FCC’s Plan to Unlock the Box Draws Cable-Industry Ire
A proposal the FCC approved last week would allow outside companies to sell cable set-top boxes to consumers, but cable and telecom groups are critical because of their concerns over competition and privacy.
Thanks to a new ruling by the Federal Communications Commission (FCC), cable-TV customers could find themselves with an array of new options for changing channels—something the cable industry isn’t too happy about.
Last week the FCC decided in favor of allowing a set-top-box proposal to move forward that would give outside players permission to design and sell their own boxes. These days nearly all set-top boxes are rented by cable companies to consumers, who pay a fee on their monthly bill. But according to the new rules, streaming devices such as Roku and Apple TV could someday take the place of the cable box, allowing for competition in the market and more consumer choices.
“Consumers who enjoy their current setup through their pay-TV provider do not have to take any action,” the FCC explained in a news release [PDF]. “The proposal would instead provide an option for consumers looking for a competitive device or app to access the pay-TV content to which they currently subscribe.”
While a previous industry solution, CableCard, allowed Americans to access pay-TV channels via a small device (available from cable providers for about $2 a month) instead of a rented set-top box, it failed to catch on with the vast majority of consumers, despite the best efforts of companies like TiVo. The new standard, AllVid, would effectively replace this card with a software-based solution.
That could allow companies such as Google and Apple to step in with their own set-top boxes, something the cable industry objects to. The Future of TV Coalition, an advocacy group launched by cable and telecommunications companies in response to the AllVid proposal, argues that it is costly and flawed.
“The rules under consideration will drive up consumer costs, hurt programmers (and most especially small and diversity programming), and blow a gaping hole in Congressional protections for our TV privacy—all for an unnecessary government giveaway to Big Tech,” the coalition wrote in a news release.
The privacy angle is significant, according to telecom groups. Last week, the Washington Post pointed out that the FCC proposal would require cable providers to act as a watchdog over companies like Google that decide to market their own set-top boxes by making them ensure that these companies don’t use consumer data for advertising purposes.
Michael Powell, the head of the National Cable & Telecommunications Association, suggested in a New York Times letter to the editor that under AllVid, much of the onus would be on the cable companies, not the set-top-box providers.

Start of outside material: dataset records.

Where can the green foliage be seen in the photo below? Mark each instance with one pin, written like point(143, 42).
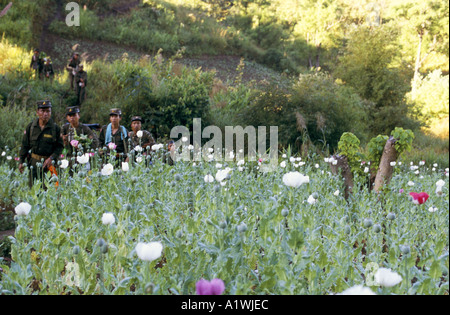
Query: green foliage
point(375, 149)
point(287, 247)
point(330, 109)
point(431, 100)
point(404, 139)
point(349, 146)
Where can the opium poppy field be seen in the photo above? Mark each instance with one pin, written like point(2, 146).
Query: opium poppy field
point(215, 227)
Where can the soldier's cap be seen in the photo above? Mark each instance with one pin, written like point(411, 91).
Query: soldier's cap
point(115, 111)
point(72, 110)
point(44, 104)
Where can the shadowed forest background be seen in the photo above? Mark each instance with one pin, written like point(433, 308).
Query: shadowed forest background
point(315, 69)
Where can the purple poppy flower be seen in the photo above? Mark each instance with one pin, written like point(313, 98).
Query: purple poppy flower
point(213, 287)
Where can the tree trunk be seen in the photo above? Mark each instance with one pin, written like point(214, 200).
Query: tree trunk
point(416, 69)
point(385, 170)
point(343, 168)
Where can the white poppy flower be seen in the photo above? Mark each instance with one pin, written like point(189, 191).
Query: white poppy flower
point(208, 178)
point(222, 174)
point(83, 159)
point(295, 179)
point(64, 164)
point(387, 278)
point(108, 218)
point(149, 251)
point(311, 200)
point(23, 208)
point(107, 169)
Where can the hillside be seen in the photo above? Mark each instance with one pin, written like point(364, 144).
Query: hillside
point(272, 64)
point(60, 48)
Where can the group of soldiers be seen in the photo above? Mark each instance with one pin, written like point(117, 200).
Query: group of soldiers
point(43, 68)
point(44, 141)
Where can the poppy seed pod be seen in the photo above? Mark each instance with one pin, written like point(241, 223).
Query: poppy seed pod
point(377, 228)
point(368, 223)
point(76, 250)
point(405, 249)
point(242, 227)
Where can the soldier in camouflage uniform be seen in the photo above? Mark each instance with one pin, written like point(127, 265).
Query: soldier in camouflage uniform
point(37, 64)
point(72, 67)
point(81, 82)
point(41, 143)
point(139, 137)
point(116, 134)
point(74, 130)
point(47, 70)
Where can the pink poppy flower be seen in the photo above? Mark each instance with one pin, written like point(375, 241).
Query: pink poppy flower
point(419, 198)
point(213, 287)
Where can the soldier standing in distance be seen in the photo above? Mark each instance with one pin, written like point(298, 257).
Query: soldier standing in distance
point(74, 129)
point(47, 70)
point(72, 67)
point(41, 142)
point(36, 63)
point(143, 138)
point(115, 134)
point(81, 82)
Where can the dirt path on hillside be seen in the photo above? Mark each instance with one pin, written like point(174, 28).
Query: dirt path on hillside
point(60, 50)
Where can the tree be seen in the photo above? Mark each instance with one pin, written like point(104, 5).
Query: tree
point(365, 64)
point(426, 23)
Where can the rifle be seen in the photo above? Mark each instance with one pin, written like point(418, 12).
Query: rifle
point(94, 126)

“These new AllVid boxes would be exempt from privacy rules limiting the sale of individual viewing profiles and limits on advertising to children,” Powell wrote. “And it would actually increase consumer bills because of huge re-engineering costs and new in-home boxes and adapters required to make the system work.”
INCOMPAS, a trade group for competitive telecom providers that was formerly known as COMPTEL, sees things differently. Chip Pickering, the CEO of the organization, wrote favorably of the proposal in a Medium post.
“Use of open standards will help bring more content from more places into your home more quickly,” Pickering wrote. “In the same way we didn’t allow our streaming services to be throttled by the pipe into the home, we must remove bottleneck of the boxes that block content once it gets there.”
The proposed rule will be subject to a 90-day comment period.